Developing Apama Applications > Developing Apama Applications in EPL > Defining Event Listeners > About event expressions and event templates
About event expressions and event templates
To create an event listener, you must specify an event expression. An event expression
*Identifies an event or event pattern that you want to match
*Contains zero or more event templates
*Contains zero or more event operators
An event template specifies an event type and encloses in parentheses the set of, or set of ranges of, event field values to match. An event template can specify wildcards for event fields or can specify that certain event fields must have particular values or ranges of values.
An event expression can specify a temporal operator and zero event templates.
Following are event expressions that are each made up of one event template:
Event expressions that specify one event template
Event Expression
Description
StockTick(*,*)
The event listener that uses this event expression is interested in all StockTick events regardless of the event’s field values.
NewsItem("ACME",*)
The event listener that uses this event expression is interested in NewsItem events that have a value of ACME in their first field. Any value can be in the second field.
ChainedResponse(reqId="req1")
The event listener that uses this event expression is interested in ChainedResponse events whose reqId field has a value of req1. If a ChainedResponse event has any other fields, their values are irrelevent.
You can specify more than one event template in an event expression by adding event operators. The following table describes the operators that you can use in an event expression.
Operators used in an event expression
Category
Operator
Operation
Followed by
->
The event listener detects a match when it finds an event that matches the event template specified before the followed-by operator and later finds an event that matches the event template that comes after the followed-by operator.
Repeat matching
all
The event listener detects a match for each event that matches the specified event template. The event listener does not terminate after the first match.
Logical operators
and
Logical intersection. The event listener detects a match after it finds events that match the event templates on both sides of the and operator. The order in which the listener detects the matching events does not matter.
not
Logical negation. The event listener detects a match only if an event that matches the event template that follows the not operator has not occurred.
or
Logical union. The event listener detects a match as soon as it finds an event that matches one of the event templates on either side of the or operator.
xor
Logical exclusive or. The event listener detects a match if it finds an event that matches exactly one of the event templates on either side of the xor operator. For example, consider this event: A(1,1). This event does not trigger the following listener because it matches the event templates on both sides of the xor operator: on A(1,*) xor A(*,1).
Temporal operators
at
The event listener triggers at specific times or repeatedly at a specified interval.
wait
Limits the amount of time that an event listener can detect a match.
within
The event listener can find a match only within the specified timeframe.

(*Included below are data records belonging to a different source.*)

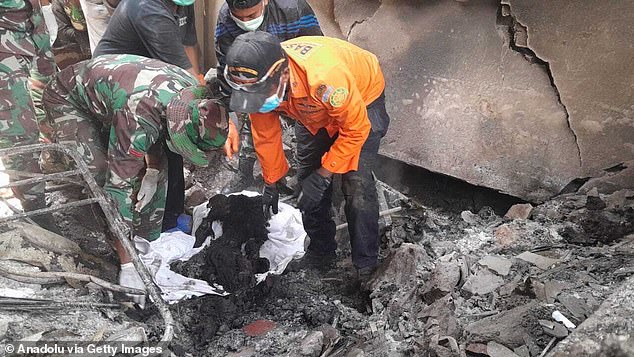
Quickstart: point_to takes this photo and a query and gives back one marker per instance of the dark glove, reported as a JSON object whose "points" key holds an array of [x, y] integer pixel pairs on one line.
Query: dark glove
{"points": [[270, 200], [313, 188]]}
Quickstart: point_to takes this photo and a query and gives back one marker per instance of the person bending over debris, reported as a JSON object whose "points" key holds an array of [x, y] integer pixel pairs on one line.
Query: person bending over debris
{"points": [[24, 52], [119, 111], [164, 30], [72, 44], [335, 91], [285, 19]]}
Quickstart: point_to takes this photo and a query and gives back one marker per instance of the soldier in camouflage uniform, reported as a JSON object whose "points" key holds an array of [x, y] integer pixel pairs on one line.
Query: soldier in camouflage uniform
{"points": [[24, 52], [119, 111]]}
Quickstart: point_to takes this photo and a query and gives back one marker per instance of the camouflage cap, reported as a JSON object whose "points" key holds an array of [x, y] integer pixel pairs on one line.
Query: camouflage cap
{"points": [[195, 124]]}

Consider the following example:
event Test
{   
float f;
}
 
monitor RangeExample
{   
action onload()
   {
      on Test (f >= 9.0 ) and Test (f <= 10.0) processTest();
   }
 
   action processTest();
   {
      do something   }
}
The event expression is:
Test (f >= 9.0 ) and Test (f <= 10.0)
This event expression specifies the and operator so the event listener must detect an event that matches both of the event expression’s event templates or two events, where one matched the first template and another matched the second. It does not have to be a single event that matches both event templates. The order in which the templates are matched does not matter.
Consider this event expression:
A(a = "foo") xor A(b > 9)
An event listener that defines this event expression triggers for A("foo", 9) but not A("foo", 10). On A("foo", 10), the A templates would trigger simultaneously, so the xor would remain false.
The correlator can match on up to 32 fields per event. If you specify an event template for an event that has more than 32 fields, you must ensure that the correlator maintains indexes for the particular fields for which you specify values that you want to match.
In other words, when the event definition was loaded into the correlator, the fields that did not have the wildcard keyword formed the set of fields that you can match on. An event template can try to match on only those fields. If an event template specifies any of the wildcard fields, it must be with an asterisk.
If you try to load a monitor that defines an event template that specifies more than 32 fields without an asterisk or a wildcard field without an asterisk, the correlator rejects the monitor. You must correct the template in order to load the monitor.